American McLaughlin wrested the lead at the halfway point from compatriot and 200m Olympic bronze medallist Gabby Thomas, who finished second in 50.29. Jamaican Charokee Young took third in 51.02.
“The flat is definitely harder in my opinion. It’s hard to kind of figure out your cadence mid-race. At least with hurdles I kind of know where I’m at. It’s a different kind of pain but the challenging good one,” McLaughlin said.
The 23-year-old took a huge chunk out of her own 400m hurdles world record last year to win the World Championship in 50.68 and become the first woman to break the 51-second barrier in the event.
On the same night, she eyed new territory and told reporters she was considering a foray into the 400m flat.
McLaughlin finished second in her 400m season debut at the Paris Diamond League earlier this month and said she had deployed a new technique to achieve her personal best at the Continental Tour Gold event in New York.
“Compared to the Diamond League race in Paris, I went out a little more conservatively to kind of feel the back end a little bit better. I did a good job of that,” she told reporters. “Some things to clean up, but a PR is a PR.”
Later in the day at Icahn Stadium, Lyles exploded off the blocks and never ceded the lead to cross the finish in 19.83 and tie retired great Usain Bolt’s record for the most sub-20-second finishes in the 200m.
Issam Asinga of Suriname took second in 20.25 and American Elijah Morrow finished third in 20.30.
“The main reason I came out here was to make sure that I get up to top speed today.

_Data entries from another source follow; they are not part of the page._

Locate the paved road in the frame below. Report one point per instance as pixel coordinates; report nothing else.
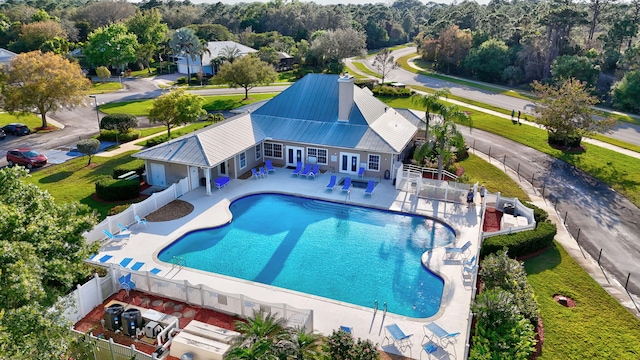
(83, 121)
(606, 220)
(626, 132)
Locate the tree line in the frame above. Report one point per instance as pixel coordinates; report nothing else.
(503, 42)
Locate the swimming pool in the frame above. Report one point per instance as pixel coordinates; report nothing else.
(342, 252)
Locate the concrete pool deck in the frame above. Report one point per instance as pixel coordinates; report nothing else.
(146, 242)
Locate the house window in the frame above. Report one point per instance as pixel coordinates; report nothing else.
(258, 151)
(243, 160)
(273, 150)
(319, 154)
(374, 163)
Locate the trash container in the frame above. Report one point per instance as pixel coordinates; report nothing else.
(509, 208)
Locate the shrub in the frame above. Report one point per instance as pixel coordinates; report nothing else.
(521, 243)
(500, 271)
(118, 209)
(88, 147)
(115, 136)
(391, 91)
(135, 165)
(121, 122)
(115, 190)
(501, 331)
(341, 346)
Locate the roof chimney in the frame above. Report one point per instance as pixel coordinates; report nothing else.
(345, 97)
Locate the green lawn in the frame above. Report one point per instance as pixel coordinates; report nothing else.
(162, 131)
(75, 181)
(494, 179)
(211, 103)
(31, 120)
(363, 69)
(105, 87)
(597, 328)
(619, 171)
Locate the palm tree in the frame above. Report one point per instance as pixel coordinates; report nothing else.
(203, 49)
(260, 326)
(432, 103)
(302, 345)
(186, 43)
(230, 53)
(446, 134)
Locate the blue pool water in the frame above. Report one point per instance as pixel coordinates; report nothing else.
(342, 252)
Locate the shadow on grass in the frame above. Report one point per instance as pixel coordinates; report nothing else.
(55, 177)
(547, 260)
(222, 104)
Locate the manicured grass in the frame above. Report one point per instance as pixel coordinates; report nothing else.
(176, 132)
(404, 63)
(494, 179)
(211, 103)
(619, 171)
(75, 181)
(362, 68)
(105, 87)
(597, 328)
(150, 131)
(31, 120)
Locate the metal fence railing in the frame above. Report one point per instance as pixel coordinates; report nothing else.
(141, 209)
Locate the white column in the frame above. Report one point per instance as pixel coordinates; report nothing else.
(207, 175)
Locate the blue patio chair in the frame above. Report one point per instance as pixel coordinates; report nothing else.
(125, 262)
(332, 182)
(142, 221)
(221, 182)
(306, 171)
(369, 189)
(120, 236)
(439, 333)
(453, 253)
(269, 166)
(297, 170)
(123, 228)
(347, 184)
(315, 172)
(400, 339)
(433, 349)
(126, 283)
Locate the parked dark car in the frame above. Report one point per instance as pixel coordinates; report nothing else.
(16, 129)
(26, 157)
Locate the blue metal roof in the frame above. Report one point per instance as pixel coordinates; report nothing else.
(314, 97)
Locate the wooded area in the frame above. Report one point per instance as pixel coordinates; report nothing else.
(503, 42)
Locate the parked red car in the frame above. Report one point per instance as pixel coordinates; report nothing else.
(26, 157)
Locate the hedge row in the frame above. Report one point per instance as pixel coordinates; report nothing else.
(135, 165)
(521, 243)
(110, 135)
(391, 91)
(115, 190)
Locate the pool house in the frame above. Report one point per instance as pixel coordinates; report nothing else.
(321, 119)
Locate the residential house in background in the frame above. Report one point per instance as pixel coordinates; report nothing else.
(321, 119)
(6, 56)
(216, 49)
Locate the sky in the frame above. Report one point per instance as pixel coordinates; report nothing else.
(327, 2)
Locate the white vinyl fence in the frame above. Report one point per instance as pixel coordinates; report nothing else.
(410, 178)
(141, 209)
(209, 298)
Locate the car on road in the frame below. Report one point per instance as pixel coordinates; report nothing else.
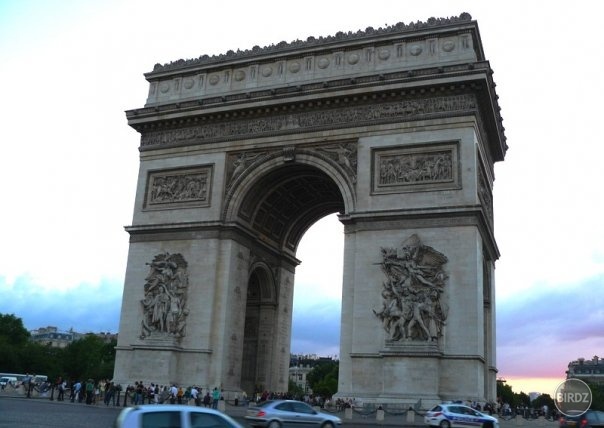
(458, 416)
(173, 416)
(289, 413)
(589, 419)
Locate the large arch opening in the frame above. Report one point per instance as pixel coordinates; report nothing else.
(281, 207)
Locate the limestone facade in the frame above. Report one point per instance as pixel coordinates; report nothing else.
(394, 129)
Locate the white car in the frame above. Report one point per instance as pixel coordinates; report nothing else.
(458, 416)
(172, 415)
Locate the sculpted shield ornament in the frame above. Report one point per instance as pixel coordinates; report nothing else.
(165, 303)
(413, 308)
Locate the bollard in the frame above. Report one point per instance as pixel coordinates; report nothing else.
(348, 413)
(411, 416)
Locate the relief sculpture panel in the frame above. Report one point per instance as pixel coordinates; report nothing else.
(416, 168)
(177, 188)
(165, 303)
(413, 308)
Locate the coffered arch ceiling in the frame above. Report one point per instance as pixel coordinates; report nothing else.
(285, 202)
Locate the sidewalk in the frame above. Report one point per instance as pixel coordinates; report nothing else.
(408, 418)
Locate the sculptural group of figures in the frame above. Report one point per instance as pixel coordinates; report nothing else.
(164, 304)
(416, 168)
(413, 308)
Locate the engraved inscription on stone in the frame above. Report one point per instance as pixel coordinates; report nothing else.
(189, 186)
(411, 169)
(357, 115)
(412, 307)
(165, 302)
(484, 194)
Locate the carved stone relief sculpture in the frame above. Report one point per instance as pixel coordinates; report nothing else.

Especially in that first 100. I was really proud of that moment,” said Lyles, who retained his 200m world crown in a U.S. sweep last year.
“A little bit of hitch coming off the turn but nothing to be worried about.”
The ebullient Olympic bronze medallist rolled through the Big Apple less than two weeks before the U.S. trials kick off on July 6 in Eugene, Oregon.
The World Championships begin in Budapest on Aug. 19.
American Olympic and World Champion Athing Mu cruised to another win in the 800m a stone’s throw from her hometown of Trenton, New Jersey, while Briton Zharnel Hughes broke a three-decade-old British record to win the 100m in 9.83 seconds.